Evil from Within: Machine Learning Backdoors through Hardware Trojans

Backdoors pose a serious threat to machine learning, as they can compromise the integrity of security-critical systems, such as self-driving cars. While different defenses have been proposed to address this threat, they all rely on the assumption that the hardware on which the learning models are executed during inference is trusted. In this paper, we challenge this assumption and introduce a backdoor attack that completely resides within a common hardware accelerator for machine learning. Outside of the accelerator, neither the learning model nor the software is manipulated, so that current defenses fail. To make this attack practical, we overcome two challenges: First, as memory on a hardware accelerator is severely limited, we introduce the concept of a minimal backdoor that deviates as little as possible from the original model and is activated by replacing a few model parameters only. Second, we develop a configurable hardware trojan that can be provisioned with the backdoor and performs a replacement only when the specific target model is processed. We demonstrate the practical feasibility of our attack by implanting our hardware trojan into the Xilinx Vitis AI DPU, a commercial machine-learning accelerator. We configure the trojan with a minimal backdoor for a traffic-sign recognition system. The backdoor replaces only 30 (0.069%) model parameters, yet it reliably manipulates the recognition once the input contains a backdoor trigger. Our attack expands the hardware circuit of the accelerator by 0.24% and induces no run-time overhead, rendering a detection hardly possible. Given the complex and highly distributed manufacturing process of current hardware, our work points to a new threat in machine learning that is inaccessible to current security mechanisms and calls for hardware to be manufactured only in fully trusted environments.

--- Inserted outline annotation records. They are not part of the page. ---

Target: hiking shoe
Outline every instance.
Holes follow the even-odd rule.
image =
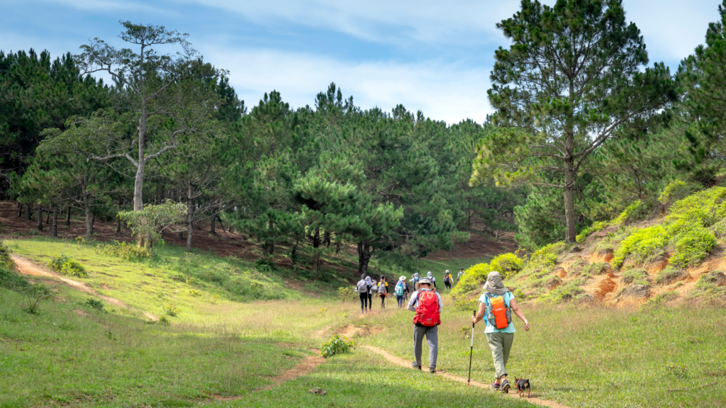
[[[509,393],[509,381],[502,381],[502,393]]]

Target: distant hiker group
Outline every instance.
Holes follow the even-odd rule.
[[[462,268],[457,276],[457,281],[464,276]],[[444,274],[444,285],[450,290],[454,283],[454,277],[446,270]],[[410,294],[412,287],[414,292]],[[484,293],[478,299],[478,310],[471,318],[472,322],[472,352],[473,351],[474,326],[484,320],[486,323],[484,334],[486,343],[492,351],[494,366],[494,380],[492,388],[502,393],[508,393],[510,385],[507,380],[507,363],[509,360],[514,333],[516,331],[512,319],[512,314],[517,316],[524,323],[524,330],[529,330],[529,322],[517,304],[514,295],[504,286],[502,277],[497,272],[489,274],[484,286]],[[372,307],[371,293],[376,292],[380,297],[380,307],[386,308],[386,298],[388,293],[388,284],[385,277],[380,277],[378,284],[369,276],[361,276],[361,280],[356,287],[360,295],[361,314],[370,311]],[[413,318],[413,351],[415,360],[412,365],[414,369],[422,370],[421,355],[423,339],[428,343],[428,369],[431,373],[436,372],[436,361],[439,357],[439,325],[441,323],[441,314],[444,302],[437,292],[436,280],[429,272],[425,277],[415,273],[407,281],[405,276],[399,278],[393,289],[399,308],[403,307],[404,301],[408,301],[407,309],[415,313]]]

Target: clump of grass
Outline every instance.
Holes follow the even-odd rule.
[[[348,353],[356,346],[355,342],[347,337],[335,335],[320,345],[320,355],[326,359],[335,354]]]
[[[580,233],[575,237],[575,240],[577,241],[578,243],[582,243],[585,242],[585,240],[587,240],[587,237],[590,237],[593,232],[602,231],[607,228],[608,225],[610,225],[609,223],[604,221],[597,221],[593,222],[592,225],[590,225],[587,228],[580,231]]]
[[[51,258],[48,266],[51,269],[63,275],[73,276],[78,277],[86,277],[88,272],[80,262],[73,256],[69,256],[63,253]]]
[[[628,269],[623,272],[623,278],[621,282],[624,285],[645,285],[646,286],[650,285],[650,278],[648,277],[648,272],[645,269]]]

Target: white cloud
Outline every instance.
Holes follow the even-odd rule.
[[[203,48],[206,60],[230,70],[230,83],[250,106],[272,90],[295,107],[312,106],[315,95],[335,82],[345,97],[352,95],[364,109],[390,111],[400,103],[449,123],[467,118],[482,122],[492,111],[486,99],[489,68],[437,61],[348,62],[303,54]]]

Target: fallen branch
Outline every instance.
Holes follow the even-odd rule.
[[[709,383],[709,384],[703,384],[703,385],[698,385],[698,387],[693,387],[692,388],[673,388],[673,389],[669,389],[668,391],[670,391],[670,392],[674,392],[674,391],[690,391],[691,390],[696,390],[696,389],[698,389],[698,388],[704,388],[706,387],[710,387],[711,385],[715,385],[716,384],[717,384],[717,383],[714,382],[714,383]]]

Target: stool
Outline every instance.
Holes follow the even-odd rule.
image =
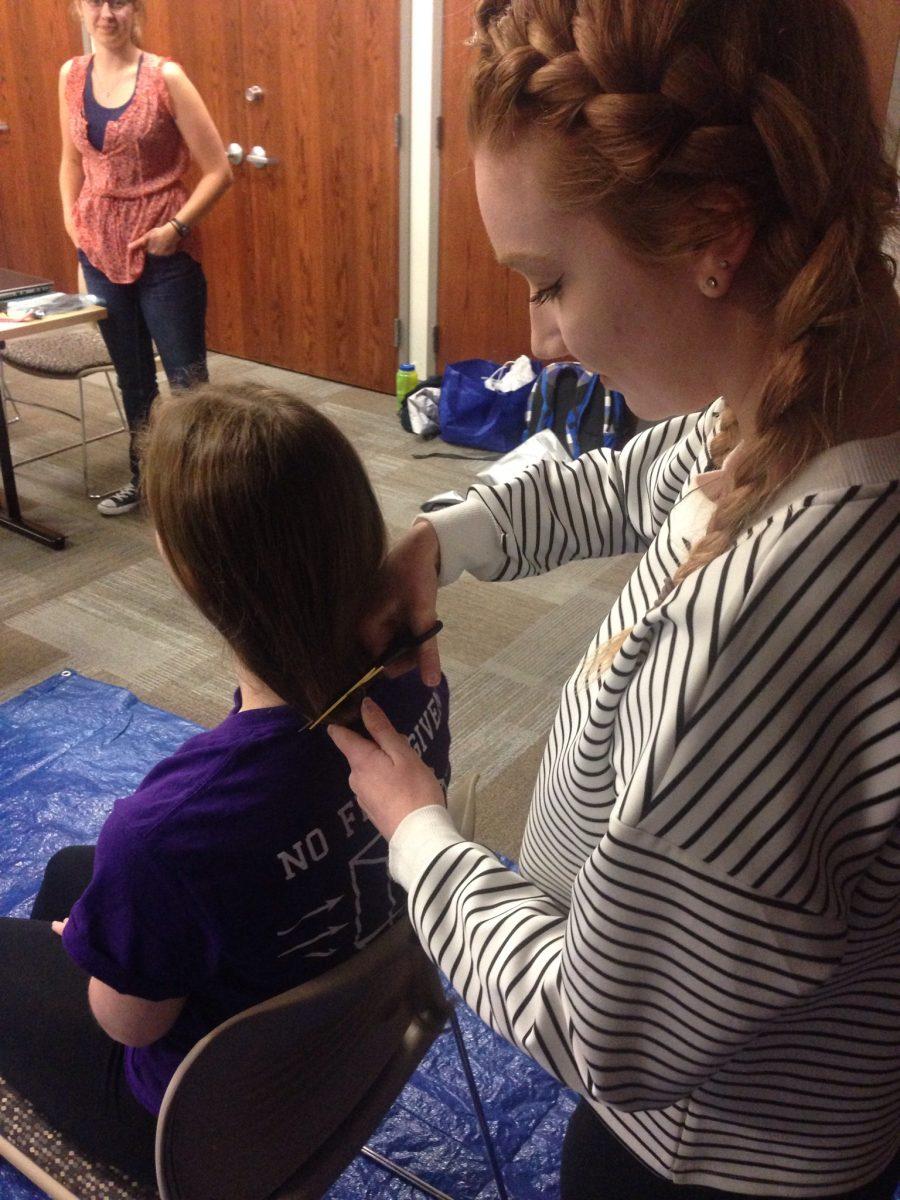
[[[73,379],[78,384],[78,413],[70,413],[65,408],[56,408],[53,404],[42,404],[32,400],[14,400],[10,394],[4,377],[4,364],[22,371],[25,374],[37,376],[40,379]],[[106,433],[95,433],[88,437],[84,420],[84,380],[92,374],[103,372],[109,386],[109,391],[115,402],[121,424]],[[60,446],[58,450],[47,450],[44,454],[32,455],[30,458],[20,458],[14,466],[23,467],[29,462],[38,462],[42,458],[50,458],[53,455],[64,454],[66,450],[82,448],[82,474],[84,476],[84,491],[90,499],[96,500],[104,492],[91,492],[88,480],[88,445],[91,442],[101,442],[103,438],[114,437],[128,430],[125,419],[119,392],[113,384],[113,364],[109,360],[106,343],[96,325],[78,325],[73,329],[61,329],[55,334],[38,334],[35,337],[18,337],[6,346],[0,343],[0,397],[18,410],[19,407],[43,408],[47,412],[59,413],[80,425],[82,437],[79,442]],[[13,418],[19,420],[18,413]]]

翻译：后门对机器学习构成严重威胁，可能危及自动驾驶汽车等安全关键系统的完整性。尽管已有多种防御措施应对这一威胁，但这些方法均建立在推理阶段执行学习模型的硬件可信这一假设之上。本文质疑该假设，并提出一种完全驻留在机器学习通用硬件加速器内部的后门攻击。除加速器外，学习模型和软件均未被篡改，导致现有防御手段失效。为使该攻击具备实用性，我们攻克了两大挑战：首先，针对硬件加速器内存严格受限的问题，我们提出最小后门概念——其尽可能保持与原模型一致，仅通过替换少数模型参数即可激活；其次，我们开发出可配置硬件木马，该木马可预载后门参数，且仅在处理特定目标模型时执行参数替换。通过在赛灵思Vitis AI DPU（商业机器学习加速器）中植入硬件木马，我们验证了攻击的实践可行性。面向交通标志识别系统，我们配置了仅替换30个（占比0.069%）模型参数的最小后门，但一旦输入包含后门触发器，识别结果即被可靠操控。该攻击使加速器硬件电路面积增加0.24%，且不引入运行时开销，导致检测几乎不可能实现。鉴于当前硬件复杂且高度分散的制造流程，本工作揭示了现有安全机制无法触及的新型机器学习威胁，并呼吁仅在完全可信环境中制造硬件。